Single by Priscilla

from the album Cette vie nouvelle
- B-side: "Fou d'elle"
- Released: September 25, 2001
- Genre: Pop
- Length: 3:57
- Label: Jive 79252609
- Songwriter(s): Philippe Osman, Shetan
- Producer(s): Philippe Osman, Patrick Debort

Priscilla singles chronology
|  | "Quand je serai jeune" (2001) | "Cette vie nouvelle" (2002) |

= Quand je serai jeune =

"Quand je serai jeune" is the debut single by French singer Priscilla.
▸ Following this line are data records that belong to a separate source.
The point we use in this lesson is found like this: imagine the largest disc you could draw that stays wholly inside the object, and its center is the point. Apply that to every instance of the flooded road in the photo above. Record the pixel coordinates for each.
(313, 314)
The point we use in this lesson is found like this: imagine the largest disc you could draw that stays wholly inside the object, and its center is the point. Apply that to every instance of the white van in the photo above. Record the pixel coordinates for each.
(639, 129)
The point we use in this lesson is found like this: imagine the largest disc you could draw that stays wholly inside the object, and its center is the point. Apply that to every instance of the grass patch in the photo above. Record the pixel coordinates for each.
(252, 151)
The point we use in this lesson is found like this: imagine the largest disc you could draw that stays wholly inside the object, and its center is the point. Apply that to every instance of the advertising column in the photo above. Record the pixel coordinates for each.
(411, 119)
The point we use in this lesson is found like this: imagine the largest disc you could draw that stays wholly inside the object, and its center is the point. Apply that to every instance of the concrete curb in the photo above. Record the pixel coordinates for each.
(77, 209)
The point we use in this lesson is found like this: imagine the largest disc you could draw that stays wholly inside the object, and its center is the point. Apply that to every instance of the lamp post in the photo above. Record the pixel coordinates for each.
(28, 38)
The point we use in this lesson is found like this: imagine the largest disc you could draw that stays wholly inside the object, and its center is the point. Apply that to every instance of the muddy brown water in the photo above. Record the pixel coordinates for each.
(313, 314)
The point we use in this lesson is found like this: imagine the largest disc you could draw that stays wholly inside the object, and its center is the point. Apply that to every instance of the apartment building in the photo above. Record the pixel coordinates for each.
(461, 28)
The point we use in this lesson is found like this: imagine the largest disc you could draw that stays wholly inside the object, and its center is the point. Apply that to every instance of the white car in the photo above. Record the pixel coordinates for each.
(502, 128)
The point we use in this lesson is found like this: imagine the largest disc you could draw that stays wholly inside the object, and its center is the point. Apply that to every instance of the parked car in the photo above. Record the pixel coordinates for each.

She released it in September 2001, at the age of 12. Both songs the single contained would later appear on her debut album, Cette vie nouvelle, which would be out in June of the next year.

== Track listing ==

CD single (Jive 79252609)
| No. | Title | Length |
|---|---|---|
| 1. | "Quand je serai jeune" | 3:57 |
| 2. | "Fou d'elle" | 4:03 |

== Charts ==

| Chart (2001) | Peak position |
|---|---|
| Belgium (Ultratop 50 Wallonia) | 23 |
| France (SNEP) | 10 |

== Certifications ==

| Region | Certification | Certified units/sales |
| France (SNEP) | Gold | 250,000^{*} |
^{*} Sales figures based on certification alone.